Brent crude oil futures firmed on Tuesday, as the euro zone narrowly avoided recession and as better-than-forecast German first-quarter GDP data raised hopes that Germany would steer the way through the European debt crisis.
The euro zone economy stagnated, with zero growth, the EU's statistics office Eurostat said on Tuesday.
The results were more positive than forecast, boosting riskier assets, but the region's debt crisis has sapped the life out of the French and Italian economies and widened a split with paymaster Germany.
Brent crude staged further gains, rising by 80 cents to $112.37 a barrel by 1215 GMT and erasing the previous session's losses, when prices slid to $110.04, the lowest intraday price since Jan. 25.
U.S. crude rose 12 cents to $94.90 a barrel, after Monday's fall to $93.65, the weakest intraday price since Dec. 19.
German gross domestic product grew by 0.5 percent in the first quarter, far exceeding forecasts due largely to robust exports and pushing the euro above a four-month low
"The market is still reacting to European data, it's not positive but it's better relative to expectations - a relief," said James Zhang, analyst at Standard Bank, "It is giving strength to the euro and therefore the oil market."
The currency's recovery has boosted traders' confidence that European oil demand will not weaken as precipitously because the euro's strength versus the dollar gives the euro zone greater capacity to buy the dollar-based commodity.
"But the rise has been tempered by Italy's disappointing GDP and Moody's downgrade," said Thorbjoern Bak Jensen, oil analyst at Global Risk Management.
Italy's economy contracted by a larger-than-expected 0.8 percent quarter-on-quarter in the first three months of 2012, prompting Moody's to downgrade 26 Italian banks on Monday.
The Greek political stalemate remained the biggest weight on prices as many market players believe there is little hope President Karolos Papoulias's proposal to form a technocrat government will be successful.
A fresh election seems the most likely outcome, making it more likely for Athens to ditch its bailout pledges and hence the euro.
"The EU has prevaricated for two years but they can delay no longer on whether Greece is in or out," said Guy Wolf, macro strategist at Marex Spectron, "I do not see how they can default and stay in the euro, I do not see the point."
The oil demand outlook continued to weigh on prices. U.S. crude inventories were expected to have risen for an eighth straight time last week, a Reuters survey of analysts on Monday showed.
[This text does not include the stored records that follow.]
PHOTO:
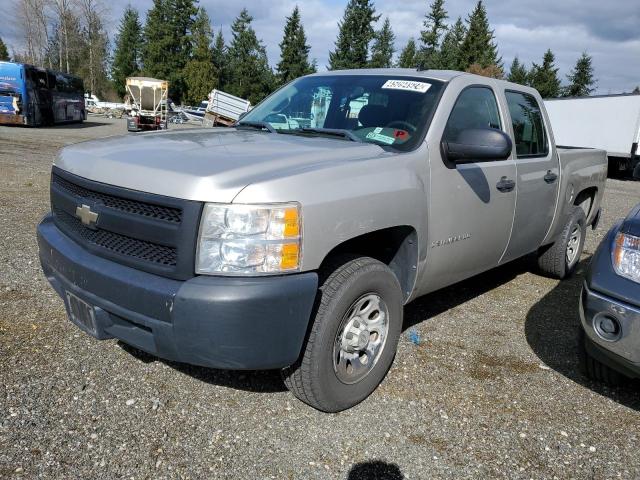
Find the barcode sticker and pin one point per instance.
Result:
(410, 85)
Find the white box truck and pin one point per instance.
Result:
(606, 122)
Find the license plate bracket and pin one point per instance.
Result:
(81, 313)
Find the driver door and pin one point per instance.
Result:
(470, 210)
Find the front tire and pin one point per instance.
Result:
(560, 259)
(353, 335)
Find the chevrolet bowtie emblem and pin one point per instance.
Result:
(86, 216)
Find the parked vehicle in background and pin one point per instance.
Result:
(37, 96)
(92, 101)
(224, 109)
(607, 122)
(275, 245)
(610, 305)
(148, 103)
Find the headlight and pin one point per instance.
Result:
(249, 239)
(626, 256)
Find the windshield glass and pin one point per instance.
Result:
(385, 110)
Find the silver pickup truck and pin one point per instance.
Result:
(293, 240)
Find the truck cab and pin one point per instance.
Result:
(293, 239)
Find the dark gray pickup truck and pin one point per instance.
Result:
(293, 240)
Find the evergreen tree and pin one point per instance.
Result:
(4, 53)
(518, 73)
(544, 78)
(249, 74)
(479, 47)
(167, 42)
(451, 45)
(294, 51)
(127, 52)
(200, 75)
(581, 80)
(434, 27)
(409, 55)
(383, 47)
(356, 31)
(219, 57)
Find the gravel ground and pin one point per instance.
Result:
(491, 389)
Meanwhile, the physical market remains well supplied, with Saudi producers pumping enough oil to deal with the impact of the sanctions on the oil market, analysts said.
A slowing Chinese economy kept a lid on gains as its previously booming economy accounted for most of global oil demand growth.
China's Commerce Ministry said on Tuesday the country's foreign direct investment (FDI) inflows dropped 2.4 percent in the first four months of this year from last year, the longest period of declining inflows since the depths of the global financial crisis.
FDI is an important gauge of the health of the external economy, to which China's vast factory sector is oriented.